There is a limited economic literature on the cost-effectiveness of TB new entrant screening overseas. For example, Dasgupta et al(2000) evaluated the cost-effectiveness of two TB screening programmes of foreign born populations and screening of resident close contacts in Montreal in 1996/7. Their results indicated that active contact tracing is cost saving, but that the costs of X-ray screening of new entrants and post-arrival surveillance are relatively high (estimated at $39,400 and $65,100 per case detected respectively). Another Canadian study (Schwartzman and Menzies 2000) used a modelling approach to estimate the cost-effectiveness of radiography and tuberculin skin testing for screening of immigrants. The authors concluded that neither method is cost-effective for low-risk groups, but that X-ray screening at or before entry may be cost-effective for high-risk groups. However, the applicability of this Canadian evidence to the UK is questionable because of obvious differences in the organisation of screening programmes and the general health care context.

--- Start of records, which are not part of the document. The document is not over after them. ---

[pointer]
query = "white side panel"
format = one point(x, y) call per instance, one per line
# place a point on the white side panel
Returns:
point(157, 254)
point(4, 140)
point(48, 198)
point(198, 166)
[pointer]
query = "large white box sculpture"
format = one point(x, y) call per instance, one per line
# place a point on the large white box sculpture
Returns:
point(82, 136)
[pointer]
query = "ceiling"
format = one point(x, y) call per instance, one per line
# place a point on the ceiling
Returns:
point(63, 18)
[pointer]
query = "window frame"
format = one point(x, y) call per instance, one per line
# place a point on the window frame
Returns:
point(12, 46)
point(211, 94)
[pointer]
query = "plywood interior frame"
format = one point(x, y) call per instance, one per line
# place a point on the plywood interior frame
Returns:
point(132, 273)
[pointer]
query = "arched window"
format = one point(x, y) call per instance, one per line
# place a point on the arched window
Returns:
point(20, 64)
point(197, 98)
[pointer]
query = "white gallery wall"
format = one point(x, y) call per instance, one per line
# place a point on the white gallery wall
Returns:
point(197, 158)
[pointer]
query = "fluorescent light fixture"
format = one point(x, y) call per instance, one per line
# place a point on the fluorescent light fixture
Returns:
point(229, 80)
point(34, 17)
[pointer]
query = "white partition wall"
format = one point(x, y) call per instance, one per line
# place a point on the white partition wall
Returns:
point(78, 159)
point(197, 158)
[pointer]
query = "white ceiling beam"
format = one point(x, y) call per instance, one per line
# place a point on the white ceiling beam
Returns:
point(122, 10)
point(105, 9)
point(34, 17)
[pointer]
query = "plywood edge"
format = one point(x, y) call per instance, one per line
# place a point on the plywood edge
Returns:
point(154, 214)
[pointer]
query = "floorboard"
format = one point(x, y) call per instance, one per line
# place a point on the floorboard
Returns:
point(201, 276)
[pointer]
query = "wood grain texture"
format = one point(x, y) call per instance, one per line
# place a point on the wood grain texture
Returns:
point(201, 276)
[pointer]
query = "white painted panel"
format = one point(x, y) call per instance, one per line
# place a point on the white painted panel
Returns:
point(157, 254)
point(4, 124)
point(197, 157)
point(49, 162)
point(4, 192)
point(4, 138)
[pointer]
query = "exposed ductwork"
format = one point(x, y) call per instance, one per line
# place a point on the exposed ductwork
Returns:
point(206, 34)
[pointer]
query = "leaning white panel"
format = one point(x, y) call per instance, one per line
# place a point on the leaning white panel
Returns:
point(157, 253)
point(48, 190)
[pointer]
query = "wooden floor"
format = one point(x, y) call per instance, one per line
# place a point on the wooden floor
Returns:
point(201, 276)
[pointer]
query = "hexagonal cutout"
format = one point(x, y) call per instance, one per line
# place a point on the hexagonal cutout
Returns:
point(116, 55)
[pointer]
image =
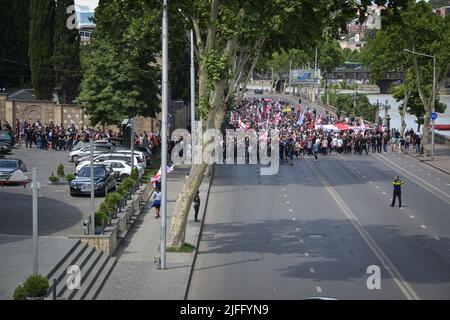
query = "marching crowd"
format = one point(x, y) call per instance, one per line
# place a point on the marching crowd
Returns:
point(305, 132)
point(52, 137)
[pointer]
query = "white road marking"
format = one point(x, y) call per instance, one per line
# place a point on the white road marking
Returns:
point(421, 180)
point(398, 278)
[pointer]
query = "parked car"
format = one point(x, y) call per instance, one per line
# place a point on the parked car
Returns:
point(86, 151)
point(81, 162)
point(6, 136)
point(5, 148)
point(104, 177)
point(9, 166)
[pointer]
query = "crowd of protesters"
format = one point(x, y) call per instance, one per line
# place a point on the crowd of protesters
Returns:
point(48, 136)
point(305, 132)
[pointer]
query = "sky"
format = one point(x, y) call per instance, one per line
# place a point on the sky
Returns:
point(91, 3)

Given the importance of new entrant screening in policy terms, and the lack of strong evidence on its cost-effectiveness, the GDG prioritised this as an area for economic analysis. The aims, methods and results of this analysis are presented in this Appendix.

AIMS

The cost-effectiveness of new entrant screening depends on the design and implementation of the screening programme and the context in which it is applied. It was not possible to investigate every possible permutation of the screening system within this analysis. Instead we chose to focus on four key questions:

  1. At what level of prevalence of active disease or latent infection does screening become cost-effective?
  2. What screening test is most efficient for detecting active disease in this population: a symptom checklist alone or chest X-ray combined with assessment of symptoms?
  3. What test is most efficient for identifying people with latent infection: tuberculin skin tests (TST) or interferon gamma tests (IGT)?
  4. What preventive treatments are cost-effective for this group: treatment for latent TB infection, vaccination, both or neither?

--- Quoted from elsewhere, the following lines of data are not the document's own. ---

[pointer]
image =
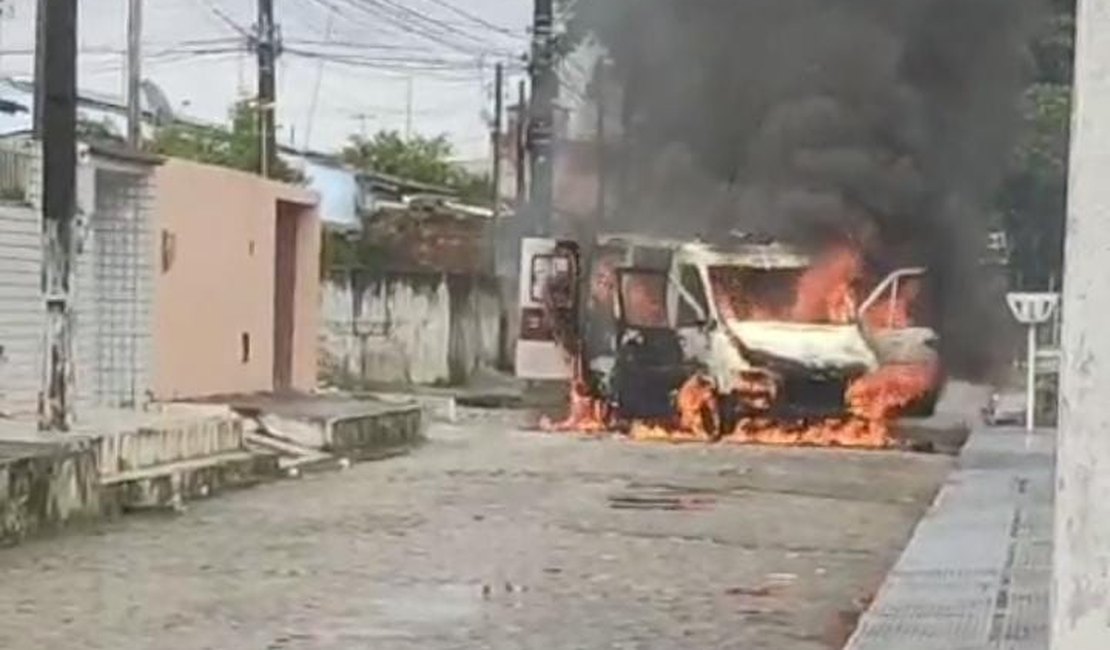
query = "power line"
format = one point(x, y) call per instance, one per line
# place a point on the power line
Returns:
point(477, 19)
point(226, 20)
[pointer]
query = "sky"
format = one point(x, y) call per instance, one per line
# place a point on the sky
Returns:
point(349, 67)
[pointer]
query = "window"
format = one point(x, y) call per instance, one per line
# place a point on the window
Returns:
point(552, 277)
point(693, 308)
point(169, 250)
point(644, 298)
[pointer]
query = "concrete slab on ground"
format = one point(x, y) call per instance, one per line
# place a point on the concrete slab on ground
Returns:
point(349, 426)
point(976, 576)
point(151, 457)
point(46, 486)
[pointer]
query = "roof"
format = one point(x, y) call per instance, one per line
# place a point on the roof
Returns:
point(762, 255)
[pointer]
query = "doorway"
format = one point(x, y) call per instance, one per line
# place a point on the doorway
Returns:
point(285, 253)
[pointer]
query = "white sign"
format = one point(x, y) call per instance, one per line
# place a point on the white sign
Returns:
point(1032, 308)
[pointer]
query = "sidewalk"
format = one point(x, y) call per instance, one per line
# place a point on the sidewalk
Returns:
point(976, 574)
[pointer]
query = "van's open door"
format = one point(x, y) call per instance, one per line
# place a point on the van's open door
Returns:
point(548, 304)
point(649, 362)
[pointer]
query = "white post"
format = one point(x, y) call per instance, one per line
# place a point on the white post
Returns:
point(1081, 540)
point(1031, 378)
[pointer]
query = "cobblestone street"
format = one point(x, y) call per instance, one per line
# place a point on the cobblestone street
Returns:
point(492, 537)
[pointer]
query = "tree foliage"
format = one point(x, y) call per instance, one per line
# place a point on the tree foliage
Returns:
point(423, 159)
point(1032, 200)
point(235, 146)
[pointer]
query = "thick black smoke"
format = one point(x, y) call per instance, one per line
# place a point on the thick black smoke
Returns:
point(883, 122)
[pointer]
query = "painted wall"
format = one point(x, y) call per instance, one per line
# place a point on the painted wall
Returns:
point(21, 310)
point(409, 328)
point(215, 276)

We started by building a decision tree representing an initial screening algorithm, designed as an interpretation of current screening policy. We then estimated the cost-effectiveness of some variations around this algorithm to address the above questions. Firstly, we changed the prevalence of active disease and latent infection in the population and observed the impact on the cost-effectiveness of the screening algorithm. Secondly, we investigated how the cost-effectiveness would be likely to change with different screening tests for active disease. Thus we estimated the impact of substituting X-ray screening for a simple symptom checklist for the initial identification of people with active disease at the port of arrival. Thirdly, we estimated what would happen if interferon gamma tests were to be used instead of skin tests for detection of those at risk from latent infection. In this analysis we did not include a two-stage testing strategy (TST followed by IGT) because of the greater risk of loss to follow-up in this population. Finally, we estimated how cost-effectiveness might change if we were to drop the use of prophylaxis for people with suspected latent infection and/or vaccination for young unvaccinated and uninfected individuals.

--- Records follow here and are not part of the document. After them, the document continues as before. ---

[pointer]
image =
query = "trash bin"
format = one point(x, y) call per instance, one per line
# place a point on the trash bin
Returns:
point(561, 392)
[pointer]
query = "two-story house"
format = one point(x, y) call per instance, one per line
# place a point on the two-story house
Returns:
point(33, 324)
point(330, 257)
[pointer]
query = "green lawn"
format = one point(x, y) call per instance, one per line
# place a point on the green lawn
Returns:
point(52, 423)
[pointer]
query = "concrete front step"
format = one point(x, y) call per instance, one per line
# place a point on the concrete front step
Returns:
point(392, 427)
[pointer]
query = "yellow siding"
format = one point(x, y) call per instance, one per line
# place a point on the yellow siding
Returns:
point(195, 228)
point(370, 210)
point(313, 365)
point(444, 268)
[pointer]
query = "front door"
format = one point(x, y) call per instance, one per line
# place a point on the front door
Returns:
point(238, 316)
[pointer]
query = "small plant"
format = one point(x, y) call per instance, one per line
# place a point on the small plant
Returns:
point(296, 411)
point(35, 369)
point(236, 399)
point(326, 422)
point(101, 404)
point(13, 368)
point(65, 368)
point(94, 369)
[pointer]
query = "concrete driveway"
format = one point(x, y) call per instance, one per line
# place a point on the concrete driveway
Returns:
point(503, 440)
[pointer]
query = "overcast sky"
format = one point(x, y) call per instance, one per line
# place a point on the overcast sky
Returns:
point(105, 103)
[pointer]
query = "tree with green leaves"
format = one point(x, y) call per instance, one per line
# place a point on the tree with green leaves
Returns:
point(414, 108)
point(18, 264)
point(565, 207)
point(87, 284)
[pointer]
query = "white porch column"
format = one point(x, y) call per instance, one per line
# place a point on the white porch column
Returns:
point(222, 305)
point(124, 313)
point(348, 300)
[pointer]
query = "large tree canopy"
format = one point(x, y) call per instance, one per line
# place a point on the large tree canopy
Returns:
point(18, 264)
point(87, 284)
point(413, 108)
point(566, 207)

In order to estimate the cost of the screening algorithm it was necessary to make some assumptions about the organisation of services. However, we did not systematically investigate different service models. For example, we did not consider the relative costs and effects of local follow-up through hospital clinics or primary care. National and local bodies responsible for screening and follow-up services will need to consider the most efficient way to organise and deliver these services. The model also excludes other possible benefits from screening – for example, community based services could help to introduce new entrants to local health services and improve detection of other health problems. These ‘externalities’ may be an important consideration for the design of local services.

METHODS

General approach to modelling

The modelling approach taken was similar to that used for evaluation of school BCG and tests for latent infection. We used a simple decision tree to estimate the expected costs and health effects of some variations to an initial screening algorithm. The model is illustrated in Figure 1 and described in detail below. Note that, for simplicity, the dynamics of transmission within the population was not modelled. Instead, the results depend on an assumed fixed number of secondary cases per primary case. Dynamic population modelling would be expected to yield more accurate results, particularly in the longer term.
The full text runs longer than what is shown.